Старик остался один. Пока он не знал, что делать с этими развратниками, хотя было ясно: их следует разлучить. И вскоре отец понял: Касым должен откочевать из родового стойбища, иначе большой беды не избежать.
Когда старуха вошла в юрту и села рядом, Ибрагим-бобо известил о своем решении. У матери по морщинистому лицу текли слезы: ей не хотелось расставаться с сыном.
После мать вызвала сына. Касым явился быстро и со склоненной головой стал посреди юрты. Ему даже не позволили сесть.
– Вот что, – сказал отец твердо. – Ты будешь жить от нас уединенно, иначе, я чувствую, вы опять сойдетесь. Завтра же уходи от сюда – от греха подальше. Установишь свою юрту возле маленького колодца. Я знаю, что жить одному будет трудно, но ты сам виноват. А братьям своим скажешь, что, мол, мы с тобой повздорили из-за овец, и ты обиделся на отца и уходишь от нас. Чтобы тебе поверили, часть твоих овец я отдам братьям. Все, ступай.
Касым вернулся к себе. Сразу лег на курпачу, охваченный мыслями об изгнании.
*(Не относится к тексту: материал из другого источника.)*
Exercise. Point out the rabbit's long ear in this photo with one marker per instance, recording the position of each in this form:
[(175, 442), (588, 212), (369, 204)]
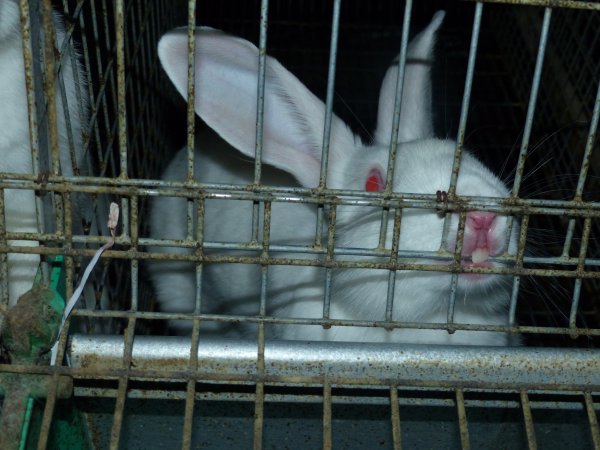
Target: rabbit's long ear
[(415, 115), (226, 71)]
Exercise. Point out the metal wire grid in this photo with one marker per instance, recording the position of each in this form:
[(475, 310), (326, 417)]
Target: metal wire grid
[(125, 372)]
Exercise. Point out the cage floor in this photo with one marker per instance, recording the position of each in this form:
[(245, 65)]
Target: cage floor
[(156, 424)]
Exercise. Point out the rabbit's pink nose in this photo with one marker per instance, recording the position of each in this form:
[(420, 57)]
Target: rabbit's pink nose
[(478, 235)]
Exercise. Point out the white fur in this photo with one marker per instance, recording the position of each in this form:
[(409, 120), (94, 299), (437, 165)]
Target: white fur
[(20, 210), (226, 80)]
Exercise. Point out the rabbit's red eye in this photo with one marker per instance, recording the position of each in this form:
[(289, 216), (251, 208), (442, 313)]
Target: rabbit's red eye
[(375, 181)]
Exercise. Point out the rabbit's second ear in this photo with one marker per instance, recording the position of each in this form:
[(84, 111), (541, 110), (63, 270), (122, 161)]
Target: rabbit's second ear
[(416, 121), (226, 72)]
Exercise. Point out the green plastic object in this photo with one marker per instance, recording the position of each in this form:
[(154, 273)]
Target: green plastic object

Жена сидела у сундука и что-то шила, установив светильник рядом. Взглянув на мужа, жена поняла: там, у отца, был неприятный разговор.
– Что-то стряслось? – спросила Сарем.
– Сейчас отец сильно обидел меня: отнял часть овец. По этой причине мы должны уйти отсюда на новое место, к маленькому колодцу.
От изумления глаза Сарем стали круглыми. Это казалось немыслимым. Жена ждала разъяснений. Тогда Касым, глядя на свод юрты, рассказал о раздоре с отцом и в конце добавил:
– Я не желаю оставаться тут, пока отец не вернет моих овец. Это уже решено, и не нужно мне задавать никаких вопросов. Я устал и хочу спать.
По щекам Сарем потекли слезы:
– Как же мы будем там без родни? Целыми днями я буду одна?
– Иногда будешь приезжать сюда в гости.
И Касым повернулся на другой бок. В эту ночь Сарем долго лила слезы и после сказала себе: «Может, к утру все изменится, ведь у Касыма не такой резкий нрав, как у его братьев»
Утром, когда братья со стадами ушли, Касым начал разбирать свою юрту. Все были потрясены, узнав об их уходе. Дети и женщины с грустью смотрели, как Касым и Сарем собирают вещи. Дяде помогал племянник Жасан. Они разбирали каркас юрты, сняв с нее всю кошму. Это погрузили на спины двух верблюдов. За всем этим Юлдуз наблюдала из своей юрты, слегка открыв полог.
Затем стали прощаться. Женщины и дети плакали. Жасан любил их как своих родителей. Он должен был проводить дядю на новое место. Это далеко отсюда. Тут к ним явилась Юлдуз вся в слезах.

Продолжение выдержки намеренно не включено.